Soma a failli me laisser sur le côté tant la première demi-heure de jeu annonçait tout ce qui m'insupporte dans les productions horrifiques actuelles. (Vous savez, celles labelisés PewDiePie, où vous vous baladez dans des labyrinthes vides, ponctués de jumpscares débiles soutenu par une absence de scénario...)
Mais une autre demi-heure plus tard, tu rencontres enfin une personne qui peut t'aider à comprendre what the hell is going on, et là boum, le jeu devient génial.
Situons le point de départ sans rien révéler : nous commençons l'aventure dans la peau d'un mec qui accepte de servir de sujet test auprès d'un neurologue pour soigner les séquelles d'un accident grave. Après le scanner, il se réveille sur un siège comparable mais dans un édifice futuriste saccagé, où les seuls âmes errantes sont des monstres ou des agonisants reliés à un organisme visqueux.
La suite de l'aventure prend l'allure d'un train fantôme plongeant au coeur d'un enfer toujours plus profond et dérangé, où l'on alterne avec un dosage de chef étoilé les phases d'espoir, de relative sécurité et les purs passages de tension qui donnent envie de s'ouvrir les veines caché derrière un meuble plutôt que de slalomer entre les abominations de cette univers.
Il y a enfin dans ce jeu cette peur, la vraie, celle que je n'avais pas ressenti depuis Silent Hill 2. Celle qui se répand progressivement dans votre corps, paralyse vos muscles, vous fait suer et promettre de faire un break d'un jour après avoir accompli tel tache. Et presque aucun jumpscare, la grande classe.
Soma va même jusqu'à rendre parano grâce à son level design joyeusement vicieux. C'est à dire que tout au long du chemin vous allez trouver des objets divers et des endroits pouvant servir de cachette si vous croisez un monstre, même s'ils n'y en a pas...
Jouer à Soma c'est réveiller ces instincts de chasseur ou plutôt de proie.
Désolé les malins mais il vous sera littéralement impossible de jouer sans un casque audio ou un bon système 5.1 car seul le son pourra vous indiquer la position des monstres. Pourquoi ? Car l'idée phare du gameplay est qu'à chaque fois que vous osez croiser le "regard" d'un monstre, il sait où vous êtes et fonce vers vous.
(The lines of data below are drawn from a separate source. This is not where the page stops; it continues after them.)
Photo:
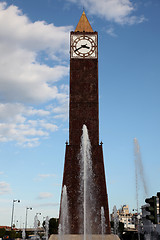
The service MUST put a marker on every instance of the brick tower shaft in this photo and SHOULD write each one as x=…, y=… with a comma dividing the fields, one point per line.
x=84, y=109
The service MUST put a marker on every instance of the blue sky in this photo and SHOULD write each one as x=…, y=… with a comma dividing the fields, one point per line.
x=34, y=81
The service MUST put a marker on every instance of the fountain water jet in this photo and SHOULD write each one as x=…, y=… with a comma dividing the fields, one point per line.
x=64, y=226
x=102, y=221
x=85, y=175
x=46, y=227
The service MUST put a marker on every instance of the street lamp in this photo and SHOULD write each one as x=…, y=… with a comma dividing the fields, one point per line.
x=27, y=208
x=14, y=200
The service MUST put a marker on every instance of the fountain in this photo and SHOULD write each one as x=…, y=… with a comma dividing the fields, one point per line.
x=115, y=218
x=87, y=200
x=102, y=222
x=46, y=227
x=64, y=226
x=36, y=227
x=23, y=234
x=86, y=182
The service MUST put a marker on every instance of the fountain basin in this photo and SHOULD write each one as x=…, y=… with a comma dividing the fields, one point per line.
x=81, y=237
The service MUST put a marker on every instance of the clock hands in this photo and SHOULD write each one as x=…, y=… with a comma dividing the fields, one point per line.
x=82, y=46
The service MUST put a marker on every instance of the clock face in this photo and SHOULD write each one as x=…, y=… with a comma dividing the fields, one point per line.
x=83, y=46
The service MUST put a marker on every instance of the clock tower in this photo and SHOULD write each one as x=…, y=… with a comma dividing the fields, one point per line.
x=84, y=109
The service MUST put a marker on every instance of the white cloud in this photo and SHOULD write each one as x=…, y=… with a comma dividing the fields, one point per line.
x=4, y=188
x=23, y=78
x=43, y=176
x=26, y=77
x=16, y=125
x=118, y=11
x=45, y=195
x=111, y=32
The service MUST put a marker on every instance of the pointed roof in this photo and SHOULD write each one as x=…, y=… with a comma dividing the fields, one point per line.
x=83, y=25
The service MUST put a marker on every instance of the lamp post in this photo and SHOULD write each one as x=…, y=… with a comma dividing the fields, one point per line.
x=27, y=208
x=14, y=200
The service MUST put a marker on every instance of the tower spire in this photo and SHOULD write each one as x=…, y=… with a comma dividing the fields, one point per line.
x=83, y=24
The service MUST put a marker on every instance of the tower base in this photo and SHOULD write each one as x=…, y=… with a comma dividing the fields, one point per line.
x=81, y=237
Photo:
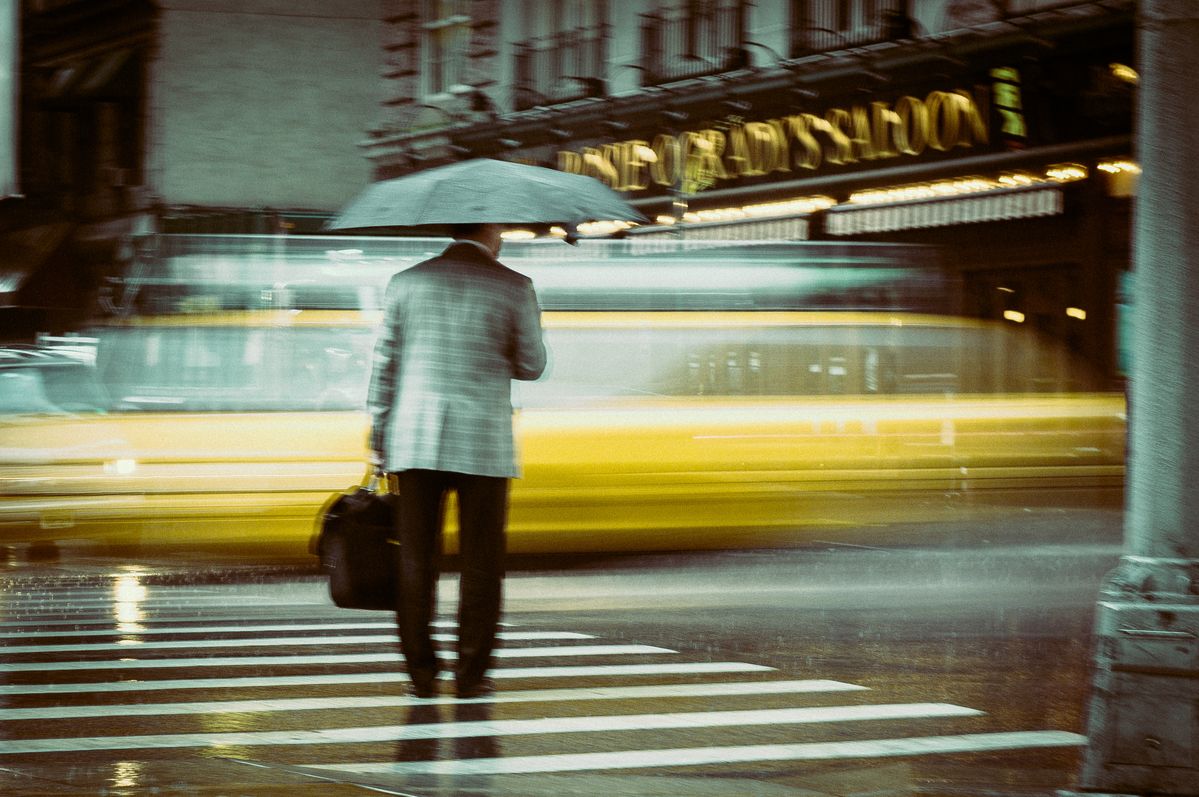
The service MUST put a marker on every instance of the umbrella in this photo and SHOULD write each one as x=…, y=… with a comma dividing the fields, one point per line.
x=483, y=189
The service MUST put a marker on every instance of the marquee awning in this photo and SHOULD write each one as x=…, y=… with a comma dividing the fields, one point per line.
x=990, y=206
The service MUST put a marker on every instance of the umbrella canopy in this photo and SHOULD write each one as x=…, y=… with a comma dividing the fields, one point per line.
x=481, y=191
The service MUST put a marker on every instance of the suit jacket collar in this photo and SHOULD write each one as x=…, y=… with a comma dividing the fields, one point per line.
x=468, y=251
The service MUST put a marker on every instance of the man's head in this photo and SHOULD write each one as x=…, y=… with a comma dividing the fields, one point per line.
x=486, y=234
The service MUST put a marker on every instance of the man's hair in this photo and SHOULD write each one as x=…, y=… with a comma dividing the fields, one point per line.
x=464, y=230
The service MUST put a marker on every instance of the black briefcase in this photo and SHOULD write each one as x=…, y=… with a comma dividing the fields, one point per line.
x=357, y=547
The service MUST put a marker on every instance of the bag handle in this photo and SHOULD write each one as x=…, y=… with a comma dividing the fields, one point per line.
x=374, y=477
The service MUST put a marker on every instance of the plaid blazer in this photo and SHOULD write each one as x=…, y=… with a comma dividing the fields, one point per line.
x=457, y=328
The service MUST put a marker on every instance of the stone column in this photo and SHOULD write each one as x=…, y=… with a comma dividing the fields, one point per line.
x=1144, y=712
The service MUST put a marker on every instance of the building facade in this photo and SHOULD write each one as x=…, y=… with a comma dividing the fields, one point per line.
x=138, y=116
x=998, y=130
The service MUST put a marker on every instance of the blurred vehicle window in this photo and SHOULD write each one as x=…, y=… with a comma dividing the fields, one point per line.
x=40, y=382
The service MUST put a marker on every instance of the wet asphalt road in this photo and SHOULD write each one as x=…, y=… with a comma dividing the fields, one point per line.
x=896, y=660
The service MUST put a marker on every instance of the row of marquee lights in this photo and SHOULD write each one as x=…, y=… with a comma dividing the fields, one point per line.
x=1055, y=174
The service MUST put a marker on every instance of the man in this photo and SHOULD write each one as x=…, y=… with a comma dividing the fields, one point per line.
x=457, y=330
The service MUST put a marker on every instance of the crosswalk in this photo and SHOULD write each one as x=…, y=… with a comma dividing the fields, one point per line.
x=288, y=680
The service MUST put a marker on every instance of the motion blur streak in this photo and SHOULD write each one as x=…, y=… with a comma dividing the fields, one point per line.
x=736, y=394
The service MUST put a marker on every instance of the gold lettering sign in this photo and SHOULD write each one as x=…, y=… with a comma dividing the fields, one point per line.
x=698, y=159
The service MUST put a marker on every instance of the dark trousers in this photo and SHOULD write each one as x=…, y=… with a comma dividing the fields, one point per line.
x=482, y=518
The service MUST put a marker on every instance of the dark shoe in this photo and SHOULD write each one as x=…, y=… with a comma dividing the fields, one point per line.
x=422, y=690
x=479, y=689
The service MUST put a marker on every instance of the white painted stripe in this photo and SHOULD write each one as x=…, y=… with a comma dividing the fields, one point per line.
x=139, y=629
x=269, y=641
x=151, y=621
x=740, y=754
x=737, y=688
x=574, y=671
x=496, y=728
x=333, y=658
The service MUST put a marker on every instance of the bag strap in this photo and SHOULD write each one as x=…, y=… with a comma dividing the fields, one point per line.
x=374, y=477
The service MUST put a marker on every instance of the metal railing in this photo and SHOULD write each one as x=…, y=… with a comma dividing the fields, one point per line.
x=824, y=25
x=693, y=41
x=568, y=65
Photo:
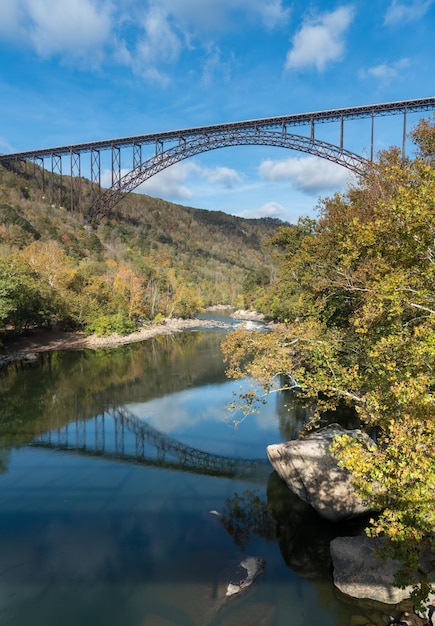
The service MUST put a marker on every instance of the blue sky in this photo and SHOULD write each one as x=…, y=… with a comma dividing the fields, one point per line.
x=73, y=71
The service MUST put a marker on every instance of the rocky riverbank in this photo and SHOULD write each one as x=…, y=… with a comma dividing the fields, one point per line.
x=25, y=348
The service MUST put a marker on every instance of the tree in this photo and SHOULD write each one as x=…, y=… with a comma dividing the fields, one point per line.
x=360, y=330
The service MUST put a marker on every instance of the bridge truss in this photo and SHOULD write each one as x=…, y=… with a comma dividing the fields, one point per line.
x=170, y=147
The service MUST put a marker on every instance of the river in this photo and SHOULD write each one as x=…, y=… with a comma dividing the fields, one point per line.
x=128, y=497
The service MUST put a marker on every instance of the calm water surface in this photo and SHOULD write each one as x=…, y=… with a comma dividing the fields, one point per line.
x=113, y=465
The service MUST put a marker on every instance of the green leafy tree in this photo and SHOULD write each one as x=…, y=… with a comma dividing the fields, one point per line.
x=360, y=330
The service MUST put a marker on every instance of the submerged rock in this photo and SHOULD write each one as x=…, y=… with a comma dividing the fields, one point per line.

Ainsi, je ne compte plus toutes les fois où j'ai prié dans le coin d'une pièce pendant qu'un monstre s'approchait à pas lourd, que l'écran se brouillait et que le magnifique sound design m'incitait à chier sur place.
Malgré ce travail d'orfèvre dans la gestion de l'horreur, là où Soma brille, c'est par son background SF horrifique qui est l'un des meilleurs jamais imaginé, toute catégorie confondue.
Il est dérangeant car crédible ; tout semble logique et étonnement rationnel dans cet univers. Les lieux et les cadavres qu'on croise laissent une trace de leurs vies, permettant ainsi de recoller les morceaux du contexte.
Même le personnage qu'on incarne a des réactions réalistes, dans le sens où il ne surréagit pas aux évènements pour participer à l'ambiance, il réagit comme nous réagirions si on débarquait dans cet univers, ce qui devient rare dans l'horreur.
Et comme si l'excellente ballade de fiction ne suffisait pas, on est confronté plusieurs fois au fil du parcours à des situations inédites soulevant des questions de conscience.
Bref, on frôle le sans faute même si la fin gâche un peu l'ambiguité qui nous avait tenu en haleine jusque là.
A la sortie de Alien Isolation, les développeurs de Soma avaient commenté les premières vidéos de gameplay, disant que leur jeu allait offrir quelque chose de pire que la mort elle-même. Cette déclaration paraissait légèrement prétentieuse à l'époque, mais je dois admettre qu'ils ne mentaient pas.
S'il y a bien une idée sombre que laissera Soma en vous-mêmes, c'est qu'il y a bien pire que la mort.